Harvard Theatre Collection via Wikimedia // Public Domain
Lately, if you mention clowns, people think of creepy clown sightings or perhaps various political campaigns. But in the mid-1800s, if you said clown and politics in the same sentence, everyone who heard you would think of Dan Rice.
Rice was arguably the most famous entertainer in America in the latter half of the 19th century. Born in New York in 1823, he became a clown, a comedian, an acrobat, a strongman, an animal trainer, a singer, a dancer, an impresario, a political commentator, and an occasional political candidate during his lifetime. He was so famous that some think his trademark look—goatee, striped pants or formal suit with a top hat—may have been one of the models for Uncle Sam’s image (although some evidence also exists to show that Uncle Sam predates Rice).
In Rice’s day, the American circus was in its infancy. In the early 1800s the circus was frequently an animal show, usually centered on equestrian acts.
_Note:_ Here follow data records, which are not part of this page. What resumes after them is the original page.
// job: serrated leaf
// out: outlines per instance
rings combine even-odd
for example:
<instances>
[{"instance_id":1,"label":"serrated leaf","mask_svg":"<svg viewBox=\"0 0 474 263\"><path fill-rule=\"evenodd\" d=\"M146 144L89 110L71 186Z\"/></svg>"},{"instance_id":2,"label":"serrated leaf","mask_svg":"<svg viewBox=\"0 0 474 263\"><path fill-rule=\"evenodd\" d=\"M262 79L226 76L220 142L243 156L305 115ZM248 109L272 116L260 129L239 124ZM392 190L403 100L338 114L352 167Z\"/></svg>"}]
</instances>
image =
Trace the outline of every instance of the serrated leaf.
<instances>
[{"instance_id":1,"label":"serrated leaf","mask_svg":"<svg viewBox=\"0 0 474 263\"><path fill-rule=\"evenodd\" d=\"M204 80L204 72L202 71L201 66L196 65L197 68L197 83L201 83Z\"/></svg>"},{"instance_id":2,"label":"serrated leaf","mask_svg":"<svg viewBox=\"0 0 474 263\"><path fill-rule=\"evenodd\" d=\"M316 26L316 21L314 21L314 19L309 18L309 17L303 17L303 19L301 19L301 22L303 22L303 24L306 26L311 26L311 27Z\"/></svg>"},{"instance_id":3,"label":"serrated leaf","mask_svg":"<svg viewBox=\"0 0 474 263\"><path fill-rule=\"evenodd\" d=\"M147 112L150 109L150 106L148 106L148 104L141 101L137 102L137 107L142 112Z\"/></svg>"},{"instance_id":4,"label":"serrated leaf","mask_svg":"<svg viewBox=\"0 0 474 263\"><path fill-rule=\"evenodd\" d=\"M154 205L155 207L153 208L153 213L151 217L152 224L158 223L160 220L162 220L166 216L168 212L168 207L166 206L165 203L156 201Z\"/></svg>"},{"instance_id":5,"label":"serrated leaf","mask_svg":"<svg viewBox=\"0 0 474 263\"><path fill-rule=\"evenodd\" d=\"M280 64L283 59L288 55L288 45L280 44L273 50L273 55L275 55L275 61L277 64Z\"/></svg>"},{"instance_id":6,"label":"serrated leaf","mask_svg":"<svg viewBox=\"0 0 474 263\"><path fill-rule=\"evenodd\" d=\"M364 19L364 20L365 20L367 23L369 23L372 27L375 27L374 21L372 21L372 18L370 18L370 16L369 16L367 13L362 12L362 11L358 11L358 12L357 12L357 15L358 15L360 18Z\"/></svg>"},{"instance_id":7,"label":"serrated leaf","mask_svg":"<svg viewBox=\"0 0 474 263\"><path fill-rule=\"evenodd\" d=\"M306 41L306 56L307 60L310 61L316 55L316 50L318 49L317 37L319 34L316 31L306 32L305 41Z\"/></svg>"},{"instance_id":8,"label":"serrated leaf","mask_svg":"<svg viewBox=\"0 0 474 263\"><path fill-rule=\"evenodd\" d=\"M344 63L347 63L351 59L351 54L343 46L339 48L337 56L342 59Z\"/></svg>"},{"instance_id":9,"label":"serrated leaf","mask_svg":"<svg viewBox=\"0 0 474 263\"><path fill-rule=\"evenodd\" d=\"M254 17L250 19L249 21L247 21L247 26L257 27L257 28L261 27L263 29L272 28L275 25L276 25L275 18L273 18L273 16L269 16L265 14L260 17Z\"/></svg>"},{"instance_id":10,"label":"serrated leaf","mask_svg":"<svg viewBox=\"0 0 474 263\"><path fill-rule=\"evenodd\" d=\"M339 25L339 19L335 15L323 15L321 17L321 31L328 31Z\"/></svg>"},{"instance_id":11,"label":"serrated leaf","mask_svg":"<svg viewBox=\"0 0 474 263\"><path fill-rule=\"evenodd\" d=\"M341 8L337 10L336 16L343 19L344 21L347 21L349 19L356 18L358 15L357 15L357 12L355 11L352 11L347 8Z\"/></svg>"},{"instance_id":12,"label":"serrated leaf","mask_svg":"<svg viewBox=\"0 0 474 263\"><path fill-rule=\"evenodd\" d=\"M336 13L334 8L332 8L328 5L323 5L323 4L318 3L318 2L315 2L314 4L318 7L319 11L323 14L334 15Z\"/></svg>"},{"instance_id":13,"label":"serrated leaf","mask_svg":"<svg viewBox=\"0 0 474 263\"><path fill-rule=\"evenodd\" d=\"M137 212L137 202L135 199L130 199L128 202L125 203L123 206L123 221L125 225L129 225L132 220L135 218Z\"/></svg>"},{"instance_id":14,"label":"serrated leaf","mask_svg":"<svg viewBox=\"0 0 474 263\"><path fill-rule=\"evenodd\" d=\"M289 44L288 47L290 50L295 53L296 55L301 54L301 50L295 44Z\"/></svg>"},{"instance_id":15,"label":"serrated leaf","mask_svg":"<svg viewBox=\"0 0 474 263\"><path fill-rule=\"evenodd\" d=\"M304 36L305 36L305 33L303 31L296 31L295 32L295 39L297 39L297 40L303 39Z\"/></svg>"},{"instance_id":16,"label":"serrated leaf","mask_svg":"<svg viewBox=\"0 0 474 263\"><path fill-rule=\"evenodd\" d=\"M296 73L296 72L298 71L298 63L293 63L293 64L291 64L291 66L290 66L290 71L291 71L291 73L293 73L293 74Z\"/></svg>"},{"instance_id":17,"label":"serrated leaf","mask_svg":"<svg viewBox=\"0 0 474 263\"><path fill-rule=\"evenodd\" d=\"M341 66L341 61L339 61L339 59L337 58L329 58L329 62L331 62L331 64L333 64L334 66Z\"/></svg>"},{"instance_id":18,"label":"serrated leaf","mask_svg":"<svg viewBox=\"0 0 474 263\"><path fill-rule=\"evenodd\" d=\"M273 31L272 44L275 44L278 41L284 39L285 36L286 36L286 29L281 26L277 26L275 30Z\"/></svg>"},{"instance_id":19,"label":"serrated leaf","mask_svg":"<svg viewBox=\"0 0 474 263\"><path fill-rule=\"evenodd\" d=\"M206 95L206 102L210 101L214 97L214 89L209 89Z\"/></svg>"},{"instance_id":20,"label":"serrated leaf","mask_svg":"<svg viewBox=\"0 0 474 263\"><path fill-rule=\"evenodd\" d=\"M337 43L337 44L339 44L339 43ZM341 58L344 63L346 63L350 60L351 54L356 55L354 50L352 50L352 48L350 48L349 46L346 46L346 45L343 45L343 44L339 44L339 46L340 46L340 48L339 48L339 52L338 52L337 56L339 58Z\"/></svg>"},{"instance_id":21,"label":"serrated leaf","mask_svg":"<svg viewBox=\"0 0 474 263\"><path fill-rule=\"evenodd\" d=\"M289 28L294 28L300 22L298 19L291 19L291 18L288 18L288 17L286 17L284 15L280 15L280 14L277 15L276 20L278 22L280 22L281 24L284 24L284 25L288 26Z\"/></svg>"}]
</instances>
When Rice started in show business in the 1840s, he presented trained animal acts, including "Sybil, the Learned Pig” (also known as Lord Byron) and later his trained horse Excelsior. At one point, he even presented a trained rhinoceros and an elephant who could walk across a tightrope. But Rice also expanded from the basic animal show to add more acrobats and the clowns that we expect in a circus today, helping to give the circus something of its modern form.
As Rice’s circuses became famous, they toured all over the country, by wagon in the East and by boat in the South. When winter came, he moved his shows into cities and indoors into theaters, sometimes drawing thousands. The circus of the 1800s was not for kids, and Rice’s shows were wild and wooly affairs. Performances featured lots of ladies in tight, skimpy clothes and double entendres (or even all-out dirty jokes) flying around the ring. If a fight didn’t break out during a performance or outside of the tent, it was notable. According to legend, the exclamation “Hey, Rube!”—a cry used for decades by circus roustabouts and carnies to call for help whenever a fight broke out—was based on the time a member of Dan Rice’s troupe was caught in a fight in New Orleans and yelled for help to his friend Reuben.
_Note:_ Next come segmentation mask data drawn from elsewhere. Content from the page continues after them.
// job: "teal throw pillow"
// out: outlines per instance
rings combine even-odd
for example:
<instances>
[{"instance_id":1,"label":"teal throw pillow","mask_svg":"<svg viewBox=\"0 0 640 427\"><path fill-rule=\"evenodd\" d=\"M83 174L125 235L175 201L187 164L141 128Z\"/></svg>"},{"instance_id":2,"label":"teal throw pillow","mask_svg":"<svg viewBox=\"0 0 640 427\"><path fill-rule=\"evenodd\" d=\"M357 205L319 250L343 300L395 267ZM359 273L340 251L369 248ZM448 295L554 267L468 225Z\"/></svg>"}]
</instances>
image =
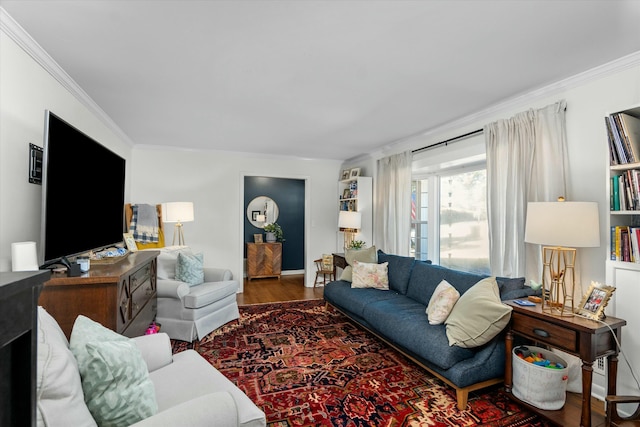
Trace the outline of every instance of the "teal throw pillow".
<instances>
[{"instance_id":1,"label":"teal throw pillow","mask_svg":"<svg viewBox=\"0 0 640 427\"><path fill-rule=\"evenodd\" d=\"M99 426L129 426L158 412L147 364L133 340L78 316L70 348L84 400Z\"/></svg>"},{"instance_id":2,"label":"teal throw pillow","mask_svg":"<svg viewBox=\"0 0 640 427\"><path fill-rule=\"evenodd\" d=\"M180 252L176 263L176 280L191 286L204 283L204 256Z\"/></svg>"}]
</instances>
But it was his clowning and commentary that made Rice most famous; to a modern audience, Rice’s act would resemble a stand-up comedy show. He stood in the center ring—at first with one of his animals and later by himself—and emitted a constant stream of comic patter. (Think Robin Williams at his fastest and Jon Stewart at his most political.) He would comment on anything and everything, and exchanged rapid-fire quips with audience members.
As America’s middle class grew and started looking for respectability, Rice gradually began billing his productions more often as shows instead of circuses (by then, circuses were seen as lowbrow entertainment). He also began to call himself “the Great American Humorist.” One of his signature acts was to perform witty parodies of Shakespeare’s plays.
Rice was involved in politics during most of this life, mostly as a commentator, but also sometimes as a candidate. As the Civil War approached, Rice’s political leanings—and his commentary—moved toward the Democrats and away from abolition and the new Republican Party. This was a position that he continued to hold during the war. He ran for the state senate in Pennsylvania as a Democrat in 1864, but lost the election. In 1868, he made a serious run for president, but withdrew from the campaign when he realized that he was unlikely to win. After the Civil War, there were stories that Rice had gone to the White House during the conflict to tell jokes and cheer up Lincoln—but these are probably tales Rice himself spread around.
Rice’s personal fortunes took a variety of twists and turns. He got rich, then lost his money several times over. Later in life, he became an alcoholic and died broke in 1900 in Long Branch, New Jersey. But his memory lives on: The town of Girard, Pennsylvania, where Rice made his home and winter headquarters for many years, still holds Dan Rice Days every summer to honor his legacy.